Video recruitment tools were gaining traction, with respondents saying they would use sites more sites like VideoJobShop.com, which combines elements of many sites such as Monster, YouTube, Craigslist and Facebook.
For relatively low fees, the site allows employers to post videos describing work environment and benefits packages. The site also offers pre-recorded videos describing common occupations.
On the flip side, job candidates can upload video resumes to get in front of an employer. A "widget" also allows job candidates to link online resumes to Facebook profiles.
Other sites that use video for recruiting in one way or another include HireVue.com and careertours.com. In fact, Zollman says, the report shows several examples of recruiters who experienced a tremendous increase in quality response -- albeit limited in number -- through the use of video.
CareerXroads, a staffing consultancy in Kendall Park, N.J., also released a recent report on recruiting and hiring, the CareerXroads 7th Source of Hire Study. While the report didn't address the specific use of new Web 2.0 recruiting strategies, it did find that employers are slowly moving away from print and job boards.
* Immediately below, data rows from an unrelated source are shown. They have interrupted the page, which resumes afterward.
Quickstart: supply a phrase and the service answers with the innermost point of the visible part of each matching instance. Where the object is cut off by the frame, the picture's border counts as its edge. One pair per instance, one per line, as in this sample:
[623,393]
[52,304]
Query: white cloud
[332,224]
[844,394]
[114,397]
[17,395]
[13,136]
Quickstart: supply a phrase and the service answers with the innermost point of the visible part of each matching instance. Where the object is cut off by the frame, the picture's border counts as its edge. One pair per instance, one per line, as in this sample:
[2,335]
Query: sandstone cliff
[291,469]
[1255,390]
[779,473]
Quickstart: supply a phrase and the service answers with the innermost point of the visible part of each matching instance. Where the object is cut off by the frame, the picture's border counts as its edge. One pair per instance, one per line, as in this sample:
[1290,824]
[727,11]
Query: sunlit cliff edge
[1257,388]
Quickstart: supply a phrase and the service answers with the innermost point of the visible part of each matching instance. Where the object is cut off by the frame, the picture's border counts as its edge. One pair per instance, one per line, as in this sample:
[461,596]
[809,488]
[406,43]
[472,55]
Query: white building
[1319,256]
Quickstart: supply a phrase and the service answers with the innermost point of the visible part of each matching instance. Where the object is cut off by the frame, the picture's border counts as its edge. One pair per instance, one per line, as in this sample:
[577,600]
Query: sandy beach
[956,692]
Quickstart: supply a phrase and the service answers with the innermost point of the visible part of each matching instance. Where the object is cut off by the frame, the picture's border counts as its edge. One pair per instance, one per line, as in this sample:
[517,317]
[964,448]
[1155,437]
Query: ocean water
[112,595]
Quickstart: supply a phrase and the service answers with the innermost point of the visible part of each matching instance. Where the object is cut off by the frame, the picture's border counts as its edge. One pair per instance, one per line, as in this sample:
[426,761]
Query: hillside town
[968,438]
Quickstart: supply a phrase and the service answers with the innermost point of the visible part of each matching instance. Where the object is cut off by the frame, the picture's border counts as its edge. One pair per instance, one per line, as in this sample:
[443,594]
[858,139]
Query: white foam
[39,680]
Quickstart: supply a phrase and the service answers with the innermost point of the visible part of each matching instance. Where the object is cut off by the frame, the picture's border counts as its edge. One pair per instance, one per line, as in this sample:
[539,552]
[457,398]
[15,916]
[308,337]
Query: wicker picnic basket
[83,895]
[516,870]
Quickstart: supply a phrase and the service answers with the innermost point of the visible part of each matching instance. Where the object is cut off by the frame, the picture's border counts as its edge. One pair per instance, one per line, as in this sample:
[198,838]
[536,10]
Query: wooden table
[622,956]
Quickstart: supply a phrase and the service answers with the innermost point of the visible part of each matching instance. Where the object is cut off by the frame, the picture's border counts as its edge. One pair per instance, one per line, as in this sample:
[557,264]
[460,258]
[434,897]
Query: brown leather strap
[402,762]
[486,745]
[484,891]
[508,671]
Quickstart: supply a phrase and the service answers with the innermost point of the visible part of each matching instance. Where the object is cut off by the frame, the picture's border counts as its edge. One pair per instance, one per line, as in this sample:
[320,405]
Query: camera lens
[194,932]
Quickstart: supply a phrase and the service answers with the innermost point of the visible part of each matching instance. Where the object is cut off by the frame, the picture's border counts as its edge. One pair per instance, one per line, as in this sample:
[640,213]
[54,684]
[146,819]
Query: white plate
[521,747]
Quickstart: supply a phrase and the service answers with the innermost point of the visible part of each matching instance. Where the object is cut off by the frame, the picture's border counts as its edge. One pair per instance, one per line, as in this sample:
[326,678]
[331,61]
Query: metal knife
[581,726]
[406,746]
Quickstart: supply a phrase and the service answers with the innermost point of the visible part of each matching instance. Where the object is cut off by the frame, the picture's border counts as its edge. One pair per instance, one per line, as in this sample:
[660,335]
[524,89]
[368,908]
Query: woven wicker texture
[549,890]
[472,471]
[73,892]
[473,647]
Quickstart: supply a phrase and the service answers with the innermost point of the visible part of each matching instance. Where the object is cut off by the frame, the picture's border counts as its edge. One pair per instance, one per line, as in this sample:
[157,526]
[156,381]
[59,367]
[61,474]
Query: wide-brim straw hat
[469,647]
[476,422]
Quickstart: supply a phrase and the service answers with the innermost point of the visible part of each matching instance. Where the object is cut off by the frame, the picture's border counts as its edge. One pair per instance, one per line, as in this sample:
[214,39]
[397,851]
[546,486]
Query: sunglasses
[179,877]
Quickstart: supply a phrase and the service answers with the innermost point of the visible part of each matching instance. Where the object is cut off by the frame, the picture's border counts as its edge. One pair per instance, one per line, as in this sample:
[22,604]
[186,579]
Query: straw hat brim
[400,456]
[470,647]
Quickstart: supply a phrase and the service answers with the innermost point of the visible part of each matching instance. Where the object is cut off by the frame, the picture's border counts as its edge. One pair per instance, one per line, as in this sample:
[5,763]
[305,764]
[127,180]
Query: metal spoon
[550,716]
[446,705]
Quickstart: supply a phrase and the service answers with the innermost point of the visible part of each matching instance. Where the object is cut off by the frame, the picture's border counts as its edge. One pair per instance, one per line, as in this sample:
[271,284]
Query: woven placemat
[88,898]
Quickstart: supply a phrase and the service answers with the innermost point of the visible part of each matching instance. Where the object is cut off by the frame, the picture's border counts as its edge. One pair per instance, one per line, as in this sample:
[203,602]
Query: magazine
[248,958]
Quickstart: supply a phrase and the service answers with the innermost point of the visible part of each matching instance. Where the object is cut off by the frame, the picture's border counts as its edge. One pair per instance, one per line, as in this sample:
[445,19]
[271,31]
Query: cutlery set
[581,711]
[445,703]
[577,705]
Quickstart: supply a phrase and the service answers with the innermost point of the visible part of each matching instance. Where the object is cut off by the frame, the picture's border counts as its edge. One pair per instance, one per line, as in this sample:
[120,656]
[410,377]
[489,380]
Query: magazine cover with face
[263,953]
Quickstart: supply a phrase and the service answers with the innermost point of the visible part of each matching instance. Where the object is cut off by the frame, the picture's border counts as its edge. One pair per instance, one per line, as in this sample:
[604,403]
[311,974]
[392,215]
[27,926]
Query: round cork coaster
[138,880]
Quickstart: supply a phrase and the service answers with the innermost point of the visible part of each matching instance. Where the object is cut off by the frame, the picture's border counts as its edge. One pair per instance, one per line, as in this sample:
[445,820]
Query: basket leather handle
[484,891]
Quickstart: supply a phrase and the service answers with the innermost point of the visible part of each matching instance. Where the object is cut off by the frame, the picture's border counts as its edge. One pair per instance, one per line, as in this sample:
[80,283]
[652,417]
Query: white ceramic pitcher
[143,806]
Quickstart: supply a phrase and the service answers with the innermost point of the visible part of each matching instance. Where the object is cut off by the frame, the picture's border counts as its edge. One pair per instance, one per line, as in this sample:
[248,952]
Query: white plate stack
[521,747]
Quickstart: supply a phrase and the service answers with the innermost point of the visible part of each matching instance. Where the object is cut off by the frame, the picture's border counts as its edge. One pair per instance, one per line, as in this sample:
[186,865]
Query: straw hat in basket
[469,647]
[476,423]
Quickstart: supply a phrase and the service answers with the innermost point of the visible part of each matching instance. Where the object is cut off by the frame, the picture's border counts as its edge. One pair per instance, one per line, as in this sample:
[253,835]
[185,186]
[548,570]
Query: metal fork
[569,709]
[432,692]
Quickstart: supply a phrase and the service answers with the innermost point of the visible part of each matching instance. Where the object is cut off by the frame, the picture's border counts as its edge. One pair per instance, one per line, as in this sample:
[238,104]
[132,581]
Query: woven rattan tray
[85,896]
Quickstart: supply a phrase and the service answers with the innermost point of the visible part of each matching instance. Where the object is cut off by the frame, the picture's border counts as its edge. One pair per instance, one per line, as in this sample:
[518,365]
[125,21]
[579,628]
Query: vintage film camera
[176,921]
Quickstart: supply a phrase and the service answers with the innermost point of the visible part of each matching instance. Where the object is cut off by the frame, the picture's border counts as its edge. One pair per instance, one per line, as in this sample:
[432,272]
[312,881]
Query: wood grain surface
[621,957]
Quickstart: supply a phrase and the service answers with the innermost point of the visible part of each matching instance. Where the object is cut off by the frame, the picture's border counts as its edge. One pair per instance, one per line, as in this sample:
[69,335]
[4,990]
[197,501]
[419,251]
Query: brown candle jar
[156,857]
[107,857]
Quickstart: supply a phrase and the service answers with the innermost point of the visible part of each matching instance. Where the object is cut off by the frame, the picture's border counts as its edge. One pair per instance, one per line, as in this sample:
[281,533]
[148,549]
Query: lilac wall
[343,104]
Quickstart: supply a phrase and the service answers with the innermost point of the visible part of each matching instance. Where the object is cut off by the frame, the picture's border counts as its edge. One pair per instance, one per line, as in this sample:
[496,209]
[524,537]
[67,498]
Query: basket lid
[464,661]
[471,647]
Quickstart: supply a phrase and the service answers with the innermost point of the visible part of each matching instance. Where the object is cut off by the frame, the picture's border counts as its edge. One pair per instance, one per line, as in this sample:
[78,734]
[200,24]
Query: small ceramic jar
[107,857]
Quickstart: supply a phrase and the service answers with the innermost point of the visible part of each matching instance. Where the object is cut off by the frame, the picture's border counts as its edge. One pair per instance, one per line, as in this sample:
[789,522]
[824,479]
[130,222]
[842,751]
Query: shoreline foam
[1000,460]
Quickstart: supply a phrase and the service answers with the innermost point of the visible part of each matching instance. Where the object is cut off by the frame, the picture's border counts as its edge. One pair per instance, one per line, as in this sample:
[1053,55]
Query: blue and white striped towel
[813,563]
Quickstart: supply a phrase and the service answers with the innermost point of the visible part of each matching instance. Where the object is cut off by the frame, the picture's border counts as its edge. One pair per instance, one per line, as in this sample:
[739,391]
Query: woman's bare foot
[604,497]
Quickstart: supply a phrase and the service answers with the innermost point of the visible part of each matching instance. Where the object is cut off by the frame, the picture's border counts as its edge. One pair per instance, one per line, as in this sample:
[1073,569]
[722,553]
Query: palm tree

For example, the CXR study, which included 49 firms that filled 303,000 openings during 2007, found that "hires directly from job boards" declined from 33 percent in 2006 to 25.7 percent in 2007.
"We can see how budgets may be shifting and changing, and results don't always immediately follow the use of new technologies," says Gerry Crispin, a co-founder of CareerXroads. "There is typically a lag effect, where new recruiting strategies do not bear fruit immediately. They are more a long-term type of benefit.
"In our study, there is a distinct trend to the direct source-type strategies, which is also reflected in the Classified Intelligence report," Crispin says.
According to Vangie Sison, executive director of recruitment media and marketing for First Advantage Recruiting Solutions in Indianapolis, employers are competing for the best talent during a time when corporate America faces a 55 million worker shortage because of the retiring baby boomers. So they need to be more creative to win the hiring battles.
"Companies need to be aware of the ever-changing landscape of the Internet and leverage the many ways that their candidates are communicating, expressing and consuming information," she says. "Whether it's by allowing them to become a fan of your brand in their social net, or by showing them what your company culture is in the places where they watch videos online, or by chatting with them one on one in the virtual world they live in.
"The Google generation, the generation that doesn't remember life without the Internet, has entered the workforce," Sison says.
Classified Intelligence's Zollman says the biggest surprise in his survey's results was that recruiters are getting so experimental.
"We would not have expected so much work on [virtual world] sites like Second Life," he says. "And we were impressed by the number of blogs and social-networking efforts. As the war for talent is growing, some people are getting very creative."
Zollman says there are two main reasons traction has improved for more creative approaches. One, the old methods just aren't working that well any more, including the generic job boards.
"Job boards still work well for certain positions well, but for professional and niche job candidates, not as well," he says.
Second, the war for talent is happening right now, and will continue as baby boomers retire, so employers and recruiters are trying to get a jump, and will try whatever the competition isn't trying.
"These new approaches are getting more powerful," Zollman says. "Just two to three years ago, Heather Hamilton [of Microsoft] was the only employer blogger on the net. Today, there are hundreds.
"While it's somewhat unfair to call it a full-blown trend yet, it's certainly a vanguard," he adds. "Where there was nothing just a couple of years ago, now there is something with a lot of promise."